Dieu seul, chrétiens, est le Père des lumières; et une créature ne peut être véritablement éclairée, qu'autant qu'elle s'approche de Dieu, et que Dieu se communique à elle. Tel fut aussi le grand principe de l'éminente sagesse qui parut dans la conduite de l'illustre et glorieuse Geneviève; c'étoit une simple fille, il est vrai; mais par un merveilleux effet de la grâce, cette simple fille trouva le moyen de s'unir à Dieu, dès l'instant qu'elle fut capable de le connoître, et Dieu réciproquement prit plaisir à répandre sur elle la plénitude de ses dons et de son esprit : voilà ce qui a relevé sa simplicité, et ce qui lui a donné dans l'opinion même des hommes, cet ascendant admirable au-dessus de toute la prudence du siècle.

Il falloit bien que Geneviève, tout ignorante et toute grossière qu'elle étoit d'ailleurs, eût de hautes idées de Dieu, puisque dès sa première jeunesse elle se dévoua à lui de la manière la plus parfaite.

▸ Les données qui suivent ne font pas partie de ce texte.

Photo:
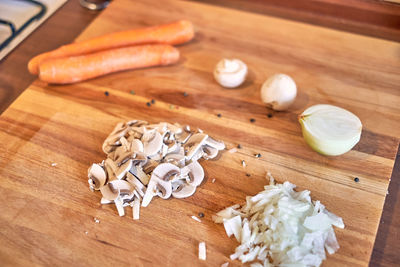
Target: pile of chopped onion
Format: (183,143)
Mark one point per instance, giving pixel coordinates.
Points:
(280,226)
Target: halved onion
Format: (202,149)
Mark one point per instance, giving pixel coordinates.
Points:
(330,130)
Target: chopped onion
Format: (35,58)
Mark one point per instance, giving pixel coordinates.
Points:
(280,226)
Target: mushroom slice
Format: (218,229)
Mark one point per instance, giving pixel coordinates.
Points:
(136,208)
(152,141)
(139,186)
(194,144)
(115,191)
(166,171)
(141,175)
(123,169)
(140,159)
(185,190)
(172,147)
(195,173)
(109,168)
(209,152)
(157,187)
(183,137)
(175,128)
(149,166)
(176,159)
(177,184)
(198,155)
(121,156)
(215,144)
(97,177)
(105,201)
(137,145)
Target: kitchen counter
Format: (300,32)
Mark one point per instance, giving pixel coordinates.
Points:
(14,78)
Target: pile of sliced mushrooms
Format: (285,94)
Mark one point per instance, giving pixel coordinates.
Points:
(146,160)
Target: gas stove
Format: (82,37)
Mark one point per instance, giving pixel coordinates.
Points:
(18,18)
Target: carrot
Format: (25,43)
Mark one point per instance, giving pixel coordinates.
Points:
(173,33)
(80,68)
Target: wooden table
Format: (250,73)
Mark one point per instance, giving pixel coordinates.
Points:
(14,79)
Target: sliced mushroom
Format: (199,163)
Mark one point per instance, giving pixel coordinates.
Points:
(97,177)
(120,155)
(177,184)
(194,144)
(139,159)
(123,169)
(105,201)
(176,159)
(176,129)
(137,145)
(185,190)
(152,141)
(139,186)
(166,171)
(149,166)
(195,174)
(114,189)
(209,152)
(157,187)
(215,144)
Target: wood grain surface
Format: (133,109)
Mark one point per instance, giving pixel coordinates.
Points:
(47,211)
(369,17)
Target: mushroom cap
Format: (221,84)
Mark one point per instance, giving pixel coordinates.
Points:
(186,190)
(209,152)
(158,187)
(196,173)
(121,171)
(176,159)
(166,171)
(137,146)
(115,188)
(152,141)
(97,176)
(194,144)
(215,144)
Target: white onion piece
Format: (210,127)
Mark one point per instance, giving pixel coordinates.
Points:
(281,227)
(330,130)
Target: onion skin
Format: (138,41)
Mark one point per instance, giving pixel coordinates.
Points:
(332,146)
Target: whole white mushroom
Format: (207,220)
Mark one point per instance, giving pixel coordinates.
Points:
(230,73)
(279,92)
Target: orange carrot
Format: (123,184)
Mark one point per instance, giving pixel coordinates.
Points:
(80,68)
(173,33)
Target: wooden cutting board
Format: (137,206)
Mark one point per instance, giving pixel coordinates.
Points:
(47,212)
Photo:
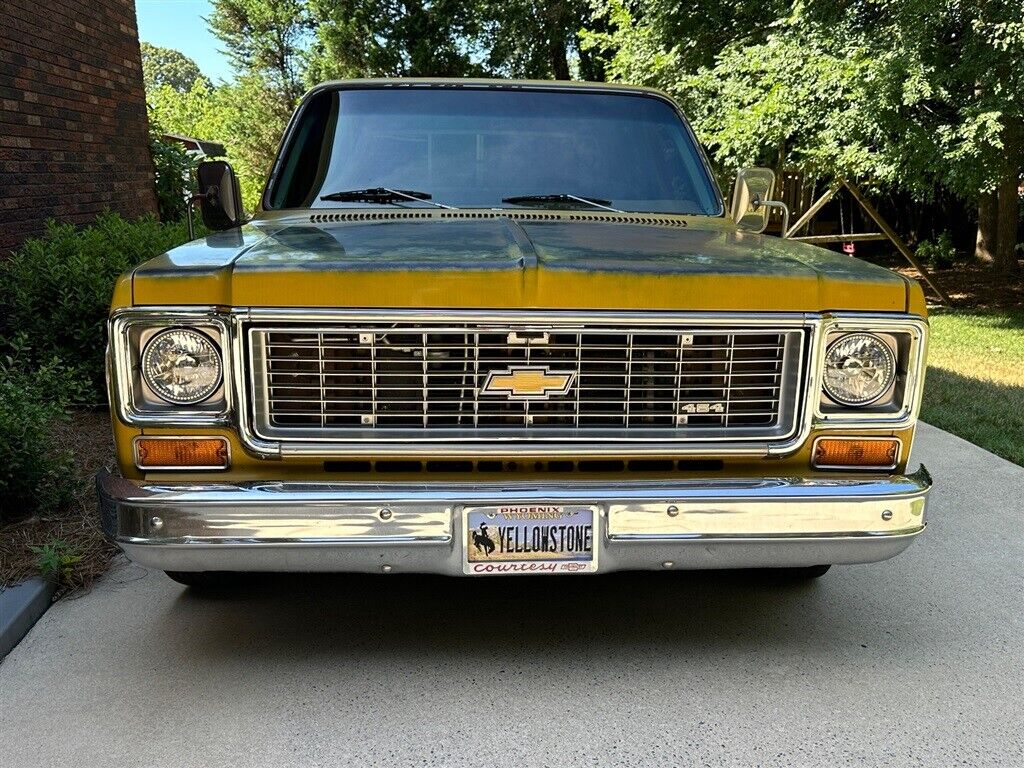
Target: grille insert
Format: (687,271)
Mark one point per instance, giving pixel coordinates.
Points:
(365,382)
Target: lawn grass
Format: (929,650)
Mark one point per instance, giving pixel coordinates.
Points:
(975,383)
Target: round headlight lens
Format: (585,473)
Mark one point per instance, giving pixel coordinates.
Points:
(859,369)
(181,366)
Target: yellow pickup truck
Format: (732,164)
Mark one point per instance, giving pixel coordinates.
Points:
(491,327)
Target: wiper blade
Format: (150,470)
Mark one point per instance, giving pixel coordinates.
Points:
(381,195)
(521,200)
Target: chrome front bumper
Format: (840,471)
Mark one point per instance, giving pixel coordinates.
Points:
(401,527)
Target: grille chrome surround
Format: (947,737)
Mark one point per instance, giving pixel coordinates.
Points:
(421,380)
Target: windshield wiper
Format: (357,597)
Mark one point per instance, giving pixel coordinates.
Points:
(381,195)
(521,200)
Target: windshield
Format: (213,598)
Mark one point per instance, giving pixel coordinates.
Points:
(474,148)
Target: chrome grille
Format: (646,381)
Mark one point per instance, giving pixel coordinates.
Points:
(370,380)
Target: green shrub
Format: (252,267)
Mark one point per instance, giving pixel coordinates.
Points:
(938,255)
(57,289)
(56,559)
(35,473)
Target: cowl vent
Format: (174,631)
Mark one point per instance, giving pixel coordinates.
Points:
(622,218)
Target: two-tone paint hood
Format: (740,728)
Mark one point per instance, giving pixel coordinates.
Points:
(429,260)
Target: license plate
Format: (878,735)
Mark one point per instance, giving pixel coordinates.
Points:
(529,539)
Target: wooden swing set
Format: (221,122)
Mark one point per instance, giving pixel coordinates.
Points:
(887,232)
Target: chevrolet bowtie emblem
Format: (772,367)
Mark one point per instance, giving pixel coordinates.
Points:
(528,383)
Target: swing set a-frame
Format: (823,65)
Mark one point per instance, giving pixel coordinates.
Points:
(887,232)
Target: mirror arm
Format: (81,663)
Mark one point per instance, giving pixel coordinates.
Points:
(196,199)
(777,205)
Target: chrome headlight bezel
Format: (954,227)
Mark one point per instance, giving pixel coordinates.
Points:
(211,354)
(888,358)
(134,399)
(897,407)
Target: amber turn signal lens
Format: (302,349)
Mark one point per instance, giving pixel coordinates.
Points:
(195,453)
(851,452)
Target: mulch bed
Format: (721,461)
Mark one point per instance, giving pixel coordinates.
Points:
(86,434)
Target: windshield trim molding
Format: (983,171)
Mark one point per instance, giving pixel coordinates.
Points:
(485,84)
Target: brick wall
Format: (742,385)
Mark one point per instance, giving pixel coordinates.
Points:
(73,124)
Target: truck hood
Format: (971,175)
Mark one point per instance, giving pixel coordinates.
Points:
(496,262)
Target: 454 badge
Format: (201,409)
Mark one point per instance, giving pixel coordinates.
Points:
(529,539)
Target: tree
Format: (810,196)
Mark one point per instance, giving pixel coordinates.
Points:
(385,38)
(168,67)
(911,94)
(267,38)
(526,39)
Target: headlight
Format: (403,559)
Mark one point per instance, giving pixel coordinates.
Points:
(859,369)
(181,366)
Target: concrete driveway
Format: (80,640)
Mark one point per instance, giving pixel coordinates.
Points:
(912,662)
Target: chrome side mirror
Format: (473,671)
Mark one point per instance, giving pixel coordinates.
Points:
(752,201)
(219,197)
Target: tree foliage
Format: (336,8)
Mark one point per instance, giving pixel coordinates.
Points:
(267,38)
(919,95)
(384,38)
(167,67)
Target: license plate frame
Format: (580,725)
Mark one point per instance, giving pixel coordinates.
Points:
(531,538)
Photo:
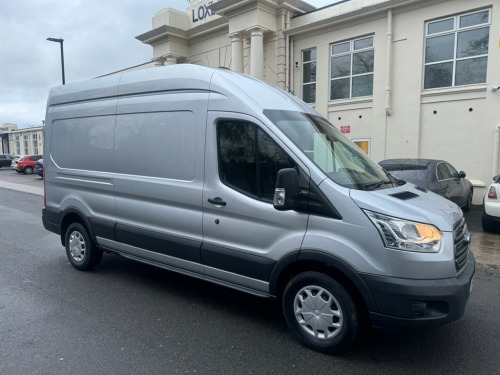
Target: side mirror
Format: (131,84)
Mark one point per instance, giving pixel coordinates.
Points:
(287,190)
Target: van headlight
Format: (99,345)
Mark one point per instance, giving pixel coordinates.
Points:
(406,235)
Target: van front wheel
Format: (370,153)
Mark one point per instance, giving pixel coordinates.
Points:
(81,252)
(320,312)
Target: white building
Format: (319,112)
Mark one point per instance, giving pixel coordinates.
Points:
(402,78)
(16,141)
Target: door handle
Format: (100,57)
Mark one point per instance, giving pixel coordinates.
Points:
(217,201)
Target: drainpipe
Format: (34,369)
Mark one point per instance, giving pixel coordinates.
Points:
(287,52)
(388,65)
(496,150)
(291,67)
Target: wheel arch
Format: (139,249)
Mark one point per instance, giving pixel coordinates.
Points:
(313,260)
(72,215)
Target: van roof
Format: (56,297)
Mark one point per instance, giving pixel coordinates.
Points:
(246,93)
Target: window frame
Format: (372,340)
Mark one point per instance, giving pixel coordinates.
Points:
(256,129)
(34,139)
(26,140)
(351,53)
(455,31)
(302,73)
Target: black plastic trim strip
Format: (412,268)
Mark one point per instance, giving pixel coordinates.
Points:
(237,262)
(158,242)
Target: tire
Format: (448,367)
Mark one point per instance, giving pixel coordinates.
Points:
(487,224)
(81,251)
(468,205)
(320,312)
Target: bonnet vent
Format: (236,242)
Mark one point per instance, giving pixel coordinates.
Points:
(405,195)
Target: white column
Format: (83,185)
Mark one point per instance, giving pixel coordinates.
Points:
(257,53)
(236,52)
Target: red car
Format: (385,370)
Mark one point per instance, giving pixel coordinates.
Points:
(26,164)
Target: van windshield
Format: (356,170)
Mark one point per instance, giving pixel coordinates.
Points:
(341,160)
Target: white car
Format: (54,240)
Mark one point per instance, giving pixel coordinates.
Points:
(491,207)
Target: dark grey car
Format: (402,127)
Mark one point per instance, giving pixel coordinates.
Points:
(437,176)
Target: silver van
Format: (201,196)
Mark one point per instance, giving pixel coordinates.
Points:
(237,182)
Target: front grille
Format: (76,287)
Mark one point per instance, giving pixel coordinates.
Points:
(461,244)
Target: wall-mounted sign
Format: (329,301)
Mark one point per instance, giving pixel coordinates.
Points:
(345,129)
(199,13)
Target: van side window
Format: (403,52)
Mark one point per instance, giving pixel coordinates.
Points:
(249,160)
(453,171)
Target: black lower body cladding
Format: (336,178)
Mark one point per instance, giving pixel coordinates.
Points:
(409,302)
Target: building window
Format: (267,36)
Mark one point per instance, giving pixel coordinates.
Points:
(26,144)
(35,143)
(351,69)
(309,75)
(456,50)
(18,145)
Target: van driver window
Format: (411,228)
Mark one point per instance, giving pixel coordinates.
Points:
(249,160)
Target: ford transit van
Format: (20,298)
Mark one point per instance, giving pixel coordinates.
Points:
(237,182)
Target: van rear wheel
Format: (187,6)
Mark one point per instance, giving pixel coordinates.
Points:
(320,312)
(81,251)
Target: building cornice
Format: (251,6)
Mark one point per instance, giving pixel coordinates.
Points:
(341,12)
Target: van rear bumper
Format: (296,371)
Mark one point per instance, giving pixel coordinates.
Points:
(51,218)
(409,302)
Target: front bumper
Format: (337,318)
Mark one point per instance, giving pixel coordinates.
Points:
(410,302)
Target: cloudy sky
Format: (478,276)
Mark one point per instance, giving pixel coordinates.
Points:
(99,38)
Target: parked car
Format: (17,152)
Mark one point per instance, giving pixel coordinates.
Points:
(13,165)
(437,176)
(26,164)
(491,206)
(6,160)
(39,167)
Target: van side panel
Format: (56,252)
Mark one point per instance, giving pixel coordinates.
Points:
(79,162)
(159,156)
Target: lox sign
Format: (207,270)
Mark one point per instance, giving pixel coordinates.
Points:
(199,13)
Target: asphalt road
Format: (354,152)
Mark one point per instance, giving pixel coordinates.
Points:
(130,318)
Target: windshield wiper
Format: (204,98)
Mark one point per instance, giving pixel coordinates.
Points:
(376,185)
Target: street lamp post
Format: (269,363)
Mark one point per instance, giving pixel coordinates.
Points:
(60,41)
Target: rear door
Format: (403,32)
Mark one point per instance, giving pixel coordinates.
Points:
(158,182)
(243,235)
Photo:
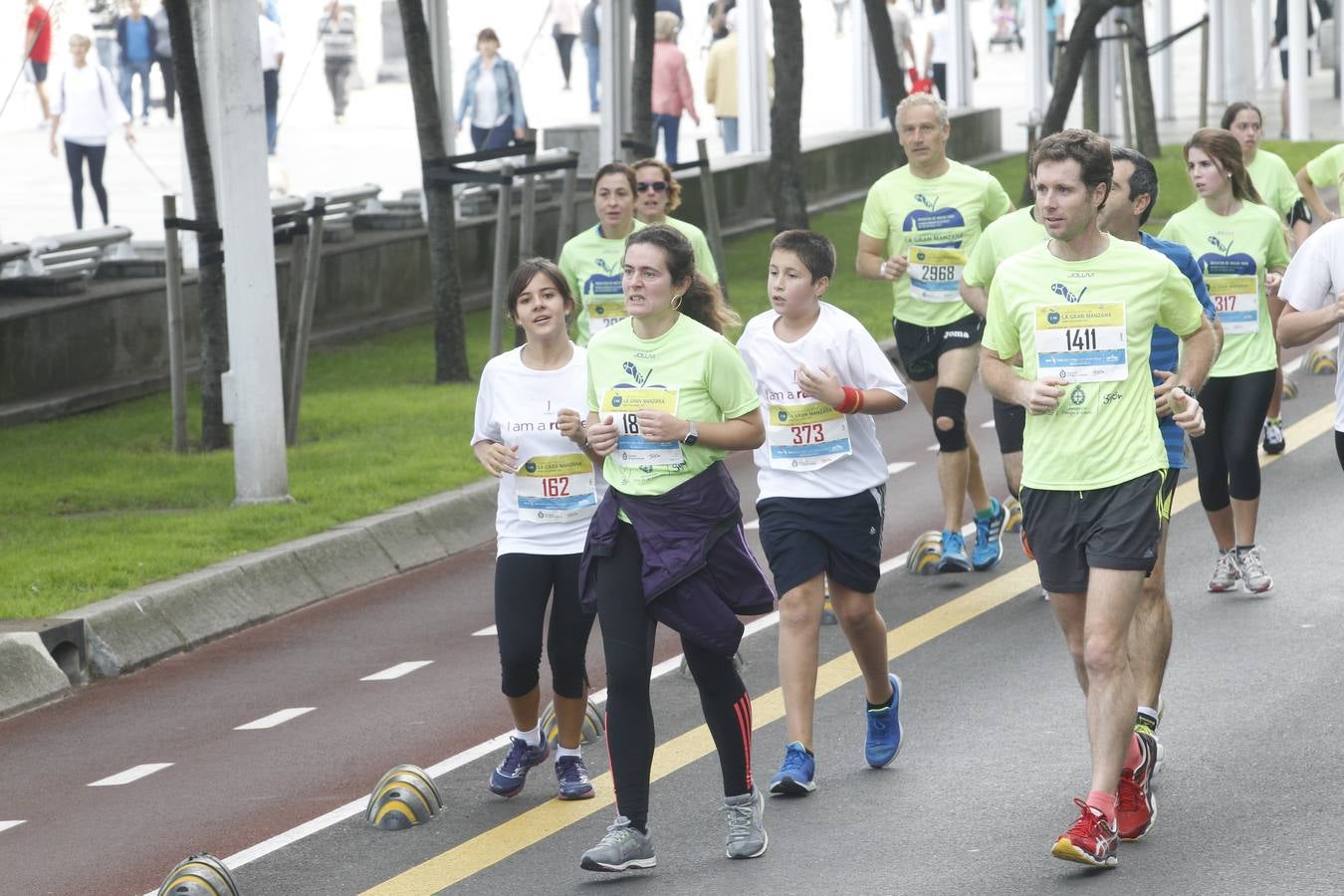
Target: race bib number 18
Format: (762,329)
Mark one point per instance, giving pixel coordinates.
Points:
(632,449)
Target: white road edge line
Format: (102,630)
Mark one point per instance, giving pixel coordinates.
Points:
(276,719)
(472,754)
(399,669)
(130,774)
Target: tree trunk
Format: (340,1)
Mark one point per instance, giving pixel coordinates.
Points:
(444,278)
(641,77)
(786,187)
(887,55)
(1141,87)
(214,311)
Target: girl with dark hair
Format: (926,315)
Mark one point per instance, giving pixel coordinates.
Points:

Ce fut peu pour elle de dépendre de Dieu comme sujette; elle voulut lui appartenir comme épouse. Comprenant que celui qu'elle servoit étoit un pur esprit, pour contracter avec lui une sainte alliance, elle fit un divorce éternel avec la chair: sachant que par un amour spécial de la virginité, il s'étoit fait le fils d'une vierge, elle forma, pour le concevoir dans son cœur, le dessein de demeurer vierge; et pour l'être avec plus de mérite, elle voulut l'être par engagement, par vou, par une profession solennelle; car elle étoit dès-lors instruite et bien persuadée de cette théologie de saint Paul, que quiconque se lie à Dieu, devient un même esprit avec lui ; et elle n'ignoroit pas qu'une vierge dans le christianisme, je dis une vierge par choix et par état, est autant élevée au-dessus du reste des fidèles, qu'une épouse de Dieu l'est au-des

sus des serviteurs, ou, pour m'exprimer encore comme l'Apôtre, au-dessus des domestiques de Dieu. C'est dans ces sentimens que Geneviève voue à Dieu sa virginité, et qu'elle lui fait tout à la fois le sacrifice de son corps et de son ame; ne voulant plus disposer de l'un ni de l'autre, même légitimement; renonçant avec joie à sa liberté, dans une chose où elle trouve un souverain bonheur à n'avoir plus de liberté ; et ajoutant aux obligations communes de son baptême celle qui devoit lui tenir lieu de second baptême, puisque selon saint Cyprien, l'obligation des vierges est une espèce de sacrement qui met dans elles le comble et la perfection au sacrement de la foi.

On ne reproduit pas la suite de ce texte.